Pallone T L, Petersen J
Division of Nephrology, Stanford University Hospital, California.
Kidney Int. 1988 Mar;33(3):685-98. doi: 10.1038/ki.1988.54.
In vitro and mathematical models of continuous arteriovenous hemofiltration (CAVH) have been developed. Human erythrocytes resuspended in normal saline containing 5% bovine albumin were used to perfuse the circuit from a gravity driven pressure source. Membrane hydraulic permeability was observed to decline from 31.2 x 10(-5) +/- 11.9 x 10(-5) cm/(min.mm Hg) before use to 12.3 x 10(-5) +/- 3.3 x 10(-5) (mean +/- SD) after use. This fall occurred during the first one to two hours whether perfused with blood or 5% albumin alone. Pressure-flow relationships of each circuit component, measured with 40% sucrose as a calibration medium, conformed to Poiseuille's equation. Use of high resistance blood access on the venous end of the circuit resulted in a low blood flow rate and high filtration fraction. The same access, when placed on the arterial end, produced both low blood flow rate and low filtration fraction. These results were a consequence of pressure distribution within the circuit as demonstrated by measurements of perfusion, prefilter, and postfilter pressures. The importance of negative pressure applied to the filter chamber in order to maintain favorable Starling forces, when the system was operated with a small bore arterial access, was demonstrated by similar methods. Enhancement of urea clearance by predilution was verified. Model simulations suggest that predilution will be of less benefit or even detrimental for other solutes which fail to distribute across the erythrocyte membrane. Comparison of results with predictions of a mathematical model demonstrated good agreement, but with some tendency to overestimate filtrate production. The latter was attributed to neglect of concentration polarization of plasma proteins in model development.

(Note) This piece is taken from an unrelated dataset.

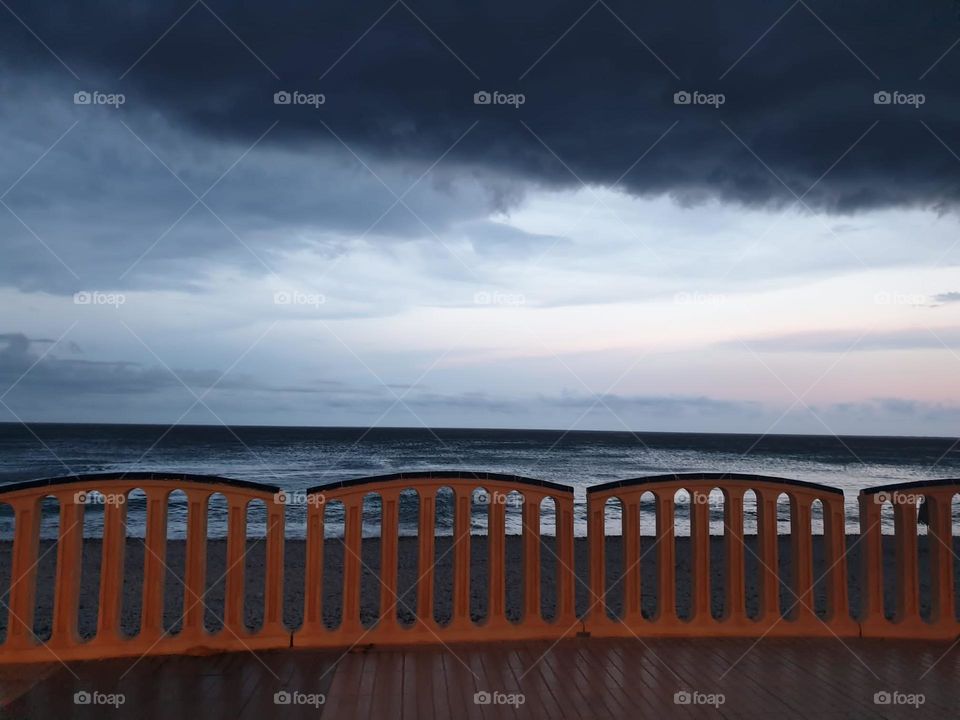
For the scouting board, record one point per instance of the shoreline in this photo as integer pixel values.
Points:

已经建立了连续动静脉血液滤过(CAVH)的体外模型和数学模型。将重悬于含5%牛白蛋白的生理盐水中的人红细胞用于从重力驱动压力源灌注回路。观察到膜水力通透性从使用前的31.2×10⁻⁵±11.9×10⁻⁵ cm/(min·mmHg)下降到使用后的12.3×10⁻⁵±3.3×10⁻⁵(平均值±标准差)。无论用血液还是仅用5%白蛋白灌注,这种下降都发生在最初的一到两个小时内。用40%蔗糖作为校准介质测量每个回路组件的压力-流量关系,符合泊肃叶方程。在回路静脉端使用高阻力血液通路导致低血流量和高滤过分数。当将相同的通路置于动脉端时,则产生低血流量和低滤过分数。这些结果是回路内压力分布的结果,如灌注、滤器前和滤器后压力测量所示。当系统使用小口径动脉通路运行时,通过类似方法证明了向滤器腔室施加负压以维持有利的斯塔林力的重要性。预稀释对尿素清除率的提高得到了验证。模型模拟表明,预稀释对其他不能跨红细胞膜分布的溶质益处较小甚至有害。将结果与数学模型的预测进行比较,结果显示吻合良好,但有高估滤液生成的趋势。后者归因于在模型开发中忽略了血浆蛋白的浓度极化。